Detecting and Classifying Household Insects in Iraq by Using Transfer Learning Models
DOI:
https://doi.org/10.37934/araset.50.1.2133Keywords:
Household insects, YOLOv8, transfer learning, convolutional neural network, machine learningAbstract
Household insects are a part of everyday life, yet they may be a menace in some different situations. Developing more efficient detection and classification methods is necessary since the conventional approach may be laborious and error-prone. By harnessing the ability of algorithms to handle enormous volumes of data and extract essential information, machine learning has emerged as a potential method for insect detection and classification. In this study, insect detection and classification were proposed based on machine learning and deep learning techniques. Transfer learning was used for feature extraction, a YOLOv8 for detection, and a support vector machine algorithm for classification. Transferring learning models may significantly boost detection and classification precision when learning about insects. Convolutional neural networks (CNN) are often used as a transfer learning model for image categorization. Insect Recognition Using Deep Transfer Learning Models Would Be Shown The IP102 and Leeds butterfly database, and insect classification were used for this study.
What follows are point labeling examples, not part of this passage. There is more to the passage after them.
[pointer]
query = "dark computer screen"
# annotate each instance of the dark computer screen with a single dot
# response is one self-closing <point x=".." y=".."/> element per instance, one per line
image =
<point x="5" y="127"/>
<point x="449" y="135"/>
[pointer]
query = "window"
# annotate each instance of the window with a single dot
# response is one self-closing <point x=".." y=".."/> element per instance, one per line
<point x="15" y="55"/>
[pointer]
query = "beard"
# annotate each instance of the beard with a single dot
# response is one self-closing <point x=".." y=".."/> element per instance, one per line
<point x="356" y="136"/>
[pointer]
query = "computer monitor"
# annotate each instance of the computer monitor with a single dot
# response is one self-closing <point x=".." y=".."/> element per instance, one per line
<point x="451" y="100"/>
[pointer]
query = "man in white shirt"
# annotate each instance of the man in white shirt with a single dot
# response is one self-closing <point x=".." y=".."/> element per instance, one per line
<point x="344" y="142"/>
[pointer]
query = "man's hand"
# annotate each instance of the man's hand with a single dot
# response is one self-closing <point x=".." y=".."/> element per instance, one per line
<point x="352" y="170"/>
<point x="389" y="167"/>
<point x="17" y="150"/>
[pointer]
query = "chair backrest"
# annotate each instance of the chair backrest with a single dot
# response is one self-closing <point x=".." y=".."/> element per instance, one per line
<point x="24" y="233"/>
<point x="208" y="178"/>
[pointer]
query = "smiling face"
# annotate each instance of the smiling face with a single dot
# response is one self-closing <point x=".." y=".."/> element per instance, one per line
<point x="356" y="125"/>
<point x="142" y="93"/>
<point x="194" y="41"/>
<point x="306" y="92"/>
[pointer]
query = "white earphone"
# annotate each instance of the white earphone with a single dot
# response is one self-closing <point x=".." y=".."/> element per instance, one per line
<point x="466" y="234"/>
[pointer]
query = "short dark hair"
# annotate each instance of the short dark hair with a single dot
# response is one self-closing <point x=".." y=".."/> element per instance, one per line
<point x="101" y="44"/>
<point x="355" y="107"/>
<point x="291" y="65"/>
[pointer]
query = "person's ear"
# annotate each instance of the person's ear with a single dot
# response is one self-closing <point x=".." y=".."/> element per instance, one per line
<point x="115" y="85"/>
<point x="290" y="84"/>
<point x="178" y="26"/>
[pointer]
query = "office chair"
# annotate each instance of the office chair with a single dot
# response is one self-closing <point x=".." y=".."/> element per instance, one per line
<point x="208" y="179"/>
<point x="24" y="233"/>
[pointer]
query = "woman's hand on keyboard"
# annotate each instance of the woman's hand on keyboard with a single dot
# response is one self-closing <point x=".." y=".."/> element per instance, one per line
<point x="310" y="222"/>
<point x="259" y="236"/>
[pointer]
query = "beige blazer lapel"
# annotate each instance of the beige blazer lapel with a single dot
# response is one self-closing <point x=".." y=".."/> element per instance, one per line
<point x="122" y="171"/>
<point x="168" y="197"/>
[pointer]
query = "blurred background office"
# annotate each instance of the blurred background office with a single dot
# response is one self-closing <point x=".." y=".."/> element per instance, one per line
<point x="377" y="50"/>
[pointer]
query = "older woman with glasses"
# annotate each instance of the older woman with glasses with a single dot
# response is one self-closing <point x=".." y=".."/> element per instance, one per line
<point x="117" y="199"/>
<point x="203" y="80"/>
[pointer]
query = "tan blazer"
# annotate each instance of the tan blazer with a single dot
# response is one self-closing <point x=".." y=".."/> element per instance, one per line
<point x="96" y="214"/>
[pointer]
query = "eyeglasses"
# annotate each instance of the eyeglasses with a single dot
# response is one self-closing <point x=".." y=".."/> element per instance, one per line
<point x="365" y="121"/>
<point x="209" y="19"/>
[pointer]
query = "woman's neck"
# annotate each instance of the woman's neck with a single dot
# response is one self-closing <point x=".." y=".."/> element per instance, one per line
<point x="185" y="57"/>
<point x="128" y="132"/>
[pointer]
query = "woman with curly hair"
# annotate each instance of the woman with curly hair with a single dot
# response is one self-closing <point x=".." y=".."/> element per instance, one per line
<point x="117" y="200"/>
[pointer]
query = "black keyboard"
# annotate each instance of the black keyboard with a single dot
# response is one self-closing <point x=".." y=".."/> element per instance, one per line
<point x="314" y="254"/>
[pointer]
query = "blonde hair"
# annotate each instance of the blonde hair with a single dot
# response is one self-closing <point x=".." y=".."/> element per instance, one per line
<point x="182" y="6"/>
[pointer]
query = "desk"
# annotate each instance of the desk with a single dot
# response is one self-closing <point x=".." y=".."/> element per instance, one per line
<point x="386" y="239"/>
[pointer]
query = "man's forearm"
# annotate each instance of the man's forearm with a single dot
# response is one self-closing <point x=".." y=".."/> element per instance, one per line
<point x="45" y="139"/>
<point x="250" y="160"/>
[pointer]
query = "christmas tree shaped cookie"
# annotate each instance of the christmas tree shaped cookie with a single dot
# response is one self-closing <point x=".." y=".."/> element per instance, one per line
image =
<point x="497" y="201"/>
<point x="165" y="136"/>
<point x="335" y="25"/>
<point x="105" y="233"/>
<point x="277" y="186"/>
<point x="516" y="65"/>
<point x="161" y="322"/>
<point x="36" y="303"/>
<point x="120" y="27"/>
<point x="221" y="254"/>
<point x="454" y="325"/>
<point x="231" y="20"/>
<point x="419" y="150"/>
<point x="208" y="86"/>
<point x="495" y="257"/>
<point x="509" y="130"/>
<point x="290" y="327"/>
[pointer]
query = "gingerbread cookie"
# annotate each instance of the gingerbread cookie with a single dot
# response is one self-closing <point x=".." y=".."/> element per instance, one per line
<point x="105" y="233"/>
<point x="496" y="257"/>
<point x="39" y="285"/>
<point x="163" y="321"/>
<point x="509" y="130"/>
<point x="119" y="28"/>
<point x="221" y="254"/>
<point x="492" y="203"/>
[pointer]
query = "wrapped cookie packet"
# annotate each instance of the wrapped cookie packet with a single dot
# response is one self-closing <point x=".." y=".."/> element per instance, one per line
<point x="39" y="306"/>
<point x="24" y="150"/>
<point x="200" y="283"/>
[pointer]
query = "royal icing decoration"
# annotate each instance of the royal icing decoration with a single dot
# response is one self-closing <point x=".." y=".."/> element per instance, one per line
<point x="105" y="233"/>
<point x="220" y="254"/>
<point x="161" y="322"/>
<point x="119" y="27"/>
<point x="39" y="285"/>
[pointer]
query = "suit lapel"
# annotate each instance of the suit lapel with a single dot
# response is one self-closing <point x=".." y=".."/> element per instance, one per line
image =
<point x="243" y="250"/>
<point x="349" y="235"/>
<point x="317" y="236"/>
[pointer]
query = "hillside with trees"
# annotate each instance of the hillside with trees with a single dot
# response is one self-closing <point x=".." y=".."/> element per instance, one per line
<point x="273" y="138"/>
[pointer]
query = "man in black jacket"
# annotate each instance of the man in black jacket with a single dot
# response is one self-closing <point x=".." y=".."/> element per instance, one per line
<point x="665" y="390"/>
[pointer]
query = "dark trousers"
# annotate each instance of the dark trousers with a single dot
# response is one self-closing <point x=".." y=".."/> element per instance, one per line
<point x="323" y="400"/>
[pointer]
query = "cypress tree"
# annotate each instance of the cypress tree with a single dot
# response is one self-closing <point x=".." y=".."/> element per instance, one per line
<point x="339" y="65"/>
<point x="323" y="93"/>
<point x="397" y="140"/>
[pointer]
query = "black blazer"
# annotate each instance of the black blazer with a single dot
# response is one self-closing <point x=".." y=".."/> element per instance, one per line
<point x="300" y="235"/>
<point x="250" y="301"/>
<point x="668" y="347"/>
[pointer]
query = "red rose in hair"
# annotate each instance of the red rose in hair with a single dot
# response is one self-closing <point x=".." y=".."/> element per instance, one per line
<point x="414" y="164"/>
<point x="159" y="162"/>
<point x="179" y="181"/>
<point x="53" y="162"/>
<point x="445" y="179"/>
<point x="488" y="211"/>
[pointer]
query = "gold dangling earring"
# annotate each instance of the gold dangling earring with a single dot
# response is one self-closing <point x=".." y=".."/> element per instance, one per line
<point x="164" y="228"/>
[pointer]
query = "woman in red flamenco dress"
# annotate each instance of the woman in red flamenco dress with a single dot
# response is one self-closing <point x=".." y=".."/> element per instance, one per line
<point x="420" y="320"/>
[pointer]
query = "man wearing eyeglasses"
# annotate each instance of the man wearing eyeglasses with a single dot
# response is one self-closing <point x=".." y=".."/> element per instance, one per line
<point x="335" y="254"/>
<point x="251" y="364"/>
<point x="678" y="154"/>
In addition, a special database was established in Iraq called the Household Insects Database. Deep learning models Resnet50 and VGG19 were chosen as described in the study. The chosen models' robustness may be shown by performing tests that measure their accuracy and performance measures, including accuracy, recall, and F1 score, and concluding with a comparison of findings to other studies that have utilized the same IP102 dataset. Compared to other works in the field, the submitted work performed very well on every metric tested: precision, recall, and F1 score. The experimental results recommend using the Resnet50 model to detect insects because its accuracy reaches more than 95.11%. At the same time, the results of the vgg19 model came to 93.89%.